Minaj decided to open up to The New York Times on several topics, including this particular beef, as well as her personal VMA beef with Miley Cyrus - but that's a whole other story. While her boyfriend and best friend battled it out, Minaj stayed out of it and wasn't effected whatsoever.

"They're men, grown-ass men. It's between them," she said when asked about Drake and Meek. The reporter than asked how it makes her feel, to which she replied, "I hate it. It doesn't make me feel good. You don't ever want to choose sides between people you love. It's ridiculous. I just want it to be over."

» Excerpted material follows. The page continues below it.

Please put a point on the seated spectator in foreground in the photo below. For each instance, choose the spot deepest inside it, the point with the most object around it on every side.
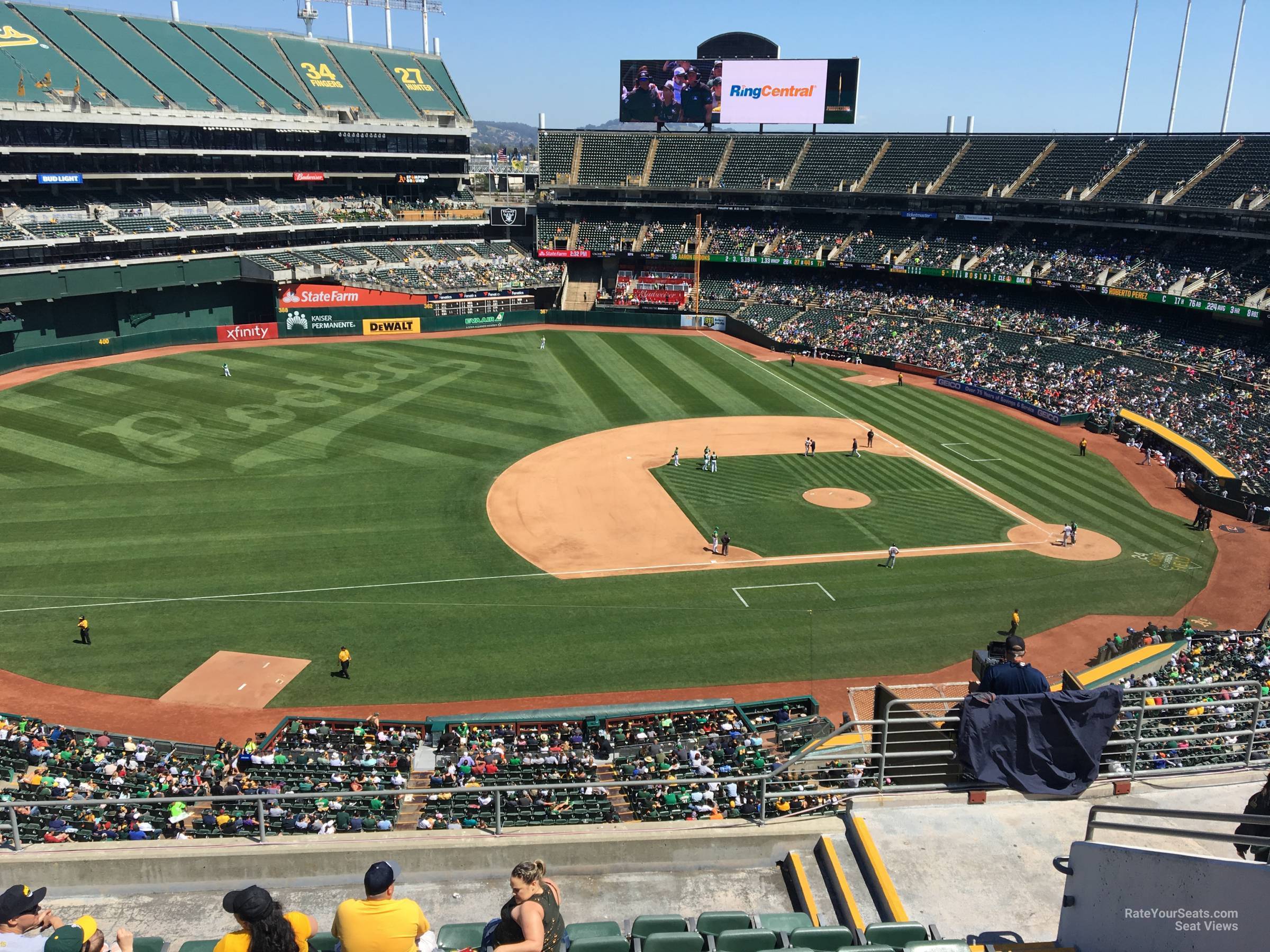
(530, 921)
(22, 921)
(379, 923)
(264, 926)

At this point, the interview started to get really interesting, and quite tense, as the reporter, Vanessa Grigoriadis, asked Minaj if she "thrives on drama." "As soon as I said the words, I wished I could dissolve them on my tongue," Grigoriadis wrote, describing how instantly quiet the room got.

"That's disrespectful," Minaj said. "Why would a grown-ass woman thrive off drama?" As someone who is notoriously known for speaking her mind and never holding anything back, things naturally only got worse from here, even as the reporter tried to apologize. "What do the four men you just named have to do with me thriving off drama?" Minaj continued to say. "Why would you even say that? That's so peculiar. Four grown-ass men are having issues between themselves and you're asking me do I thrive off drama? That's the typical thing that woman do. What did you putting me down right there do for you? Women blame women for things that have nothing to do with them. I really want to know why - as a matter of fact, I don't. Can we move on?"

Minaj continued to call the reporter "rude" and a "troublemaker." "To put down a woman for something that men do, as if they're children and I'm responsible, has nothing to do with you asking stupid questions, because you know that's not just a stupid question. That's a premeditated thing you just did," Minaj added. "Do not speak to me like I'm stupid or beneath you in any way...I don't care to speak to you anymore."

Grigoriadis wrote that Minaj had every right to call her out.

"Even though I had no intention of putting her down as a small-minded or silly woman, she was right to call me out. She had the mike and she used it to her advantage, hitting notes that we want stars like her to address right now," Grigoriadis wrote. "I didn't know how much of it Minaj really felt, and how much was a convenient way of maintaining control. I only knew that, in that moment, she was a boss bitch."